Smoking risk factor in MND
Another study has demonstrated that smoking presents a risk for developing MND. There have been a number of studies now that have shown this link. This is quite unsurprising given the huge weight of evidence that smoking is toxic for many cells and biological processes. The value of these studies is difficult to discern unless scientists can pinpoint the mechanism by which smoking may contribute to MND. Until that time, it is best to encourage everyone to avoid smoking, and ensure we spend valuable MND research funds on more useful studies.

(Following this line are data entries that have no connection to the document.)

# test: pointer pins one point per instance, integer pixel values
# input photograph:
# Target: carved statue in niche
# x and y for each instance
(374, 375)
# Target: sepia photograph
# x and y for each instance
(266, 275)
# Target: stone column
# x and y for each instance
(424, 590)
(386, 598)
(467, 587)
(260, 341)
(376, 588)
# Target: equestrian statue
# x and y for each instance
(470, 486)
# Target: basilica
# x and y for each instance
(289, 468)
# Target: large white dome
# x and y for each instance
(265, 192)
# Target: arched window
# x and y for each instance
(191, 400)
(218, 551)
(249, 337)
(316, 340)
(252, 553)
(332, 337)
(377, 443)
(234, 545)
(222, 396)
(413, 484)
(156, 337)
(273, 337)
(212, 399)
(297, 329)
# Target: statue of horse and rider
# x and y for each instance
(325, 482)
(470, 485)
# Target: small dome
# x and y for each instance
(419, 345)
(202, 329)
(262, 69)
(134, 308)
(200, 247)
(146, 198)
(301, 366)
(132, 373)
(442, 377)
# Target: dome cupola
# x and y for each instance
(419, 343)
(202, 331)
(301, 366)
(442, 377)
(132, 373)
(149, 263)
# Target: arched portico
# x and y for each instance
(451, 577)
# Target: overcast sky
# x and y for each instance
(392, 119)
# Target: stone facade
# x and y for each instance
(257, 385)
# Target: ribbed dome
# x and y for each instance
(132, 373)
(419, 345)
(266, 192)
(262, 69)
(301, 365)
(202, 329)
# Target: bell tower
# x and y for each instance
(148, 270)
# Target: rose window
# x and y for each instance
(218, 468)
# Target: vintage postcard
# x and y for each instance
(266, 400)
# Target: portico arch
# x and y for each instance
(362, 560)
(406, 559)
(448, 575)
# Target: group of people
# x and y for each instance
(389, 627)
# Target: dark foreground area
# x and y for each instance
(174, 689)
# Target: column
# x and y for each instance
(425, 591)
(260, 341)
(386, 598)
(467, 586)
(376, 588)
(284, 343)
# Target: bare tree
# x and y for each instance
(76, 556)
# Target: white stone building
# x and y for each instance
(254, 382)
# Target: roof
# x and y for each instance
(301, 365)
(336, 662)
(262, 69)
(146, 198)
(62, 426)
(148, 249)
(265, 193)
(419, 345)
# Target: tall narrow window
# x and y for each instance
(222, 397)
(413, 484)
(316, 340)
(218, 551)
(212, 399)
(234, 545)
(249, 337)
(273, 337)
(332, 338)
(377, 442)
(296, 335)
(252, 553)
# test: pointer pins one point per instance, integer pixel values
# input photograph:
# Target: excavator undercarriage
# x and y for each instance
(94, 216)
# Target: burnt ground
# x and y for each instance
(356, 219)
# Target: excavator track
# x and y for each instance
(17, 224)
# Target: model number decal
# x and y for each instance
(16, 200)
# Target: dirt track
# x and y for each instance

Mitochondrial function affect on MND
It is well-established that defects in mitochondria (cell powerhouses) play a key role in MND. This study looked at genetic changes in the genes that control mitochondria to see their effect in MND. They showed that defective mitochondria affect how long people with MND live with the condition, but not how likely they are to develop the disease in the first place. They also discovered the existence of a mutation that seems to protect nerve cells, helping people with MND live longer. This suggests targeting mitochondrial function could mitigate disease severity, offering a new direction in MND therapy.

Australia Day honours
Congratulations to Professor Julian Gold for his award as a Member (AM) in the general Division in the 2024 Australia Day Honours. Julian has been the driving force behind testing combination anti-retroviral therapy (Triumeq) in patients with MND - the Lighthouse Trials.

State of Play
Don’t forget the next State of Play: How tech research can help living with MND. MND Australia's Dr Ben O'Mara will talk about the 'Game on with MND' project looking at how we can make gaming more accessible for people with MND and Dr Taylor Dick from the University of Queensland will talk about exoskeletons as mobility aids.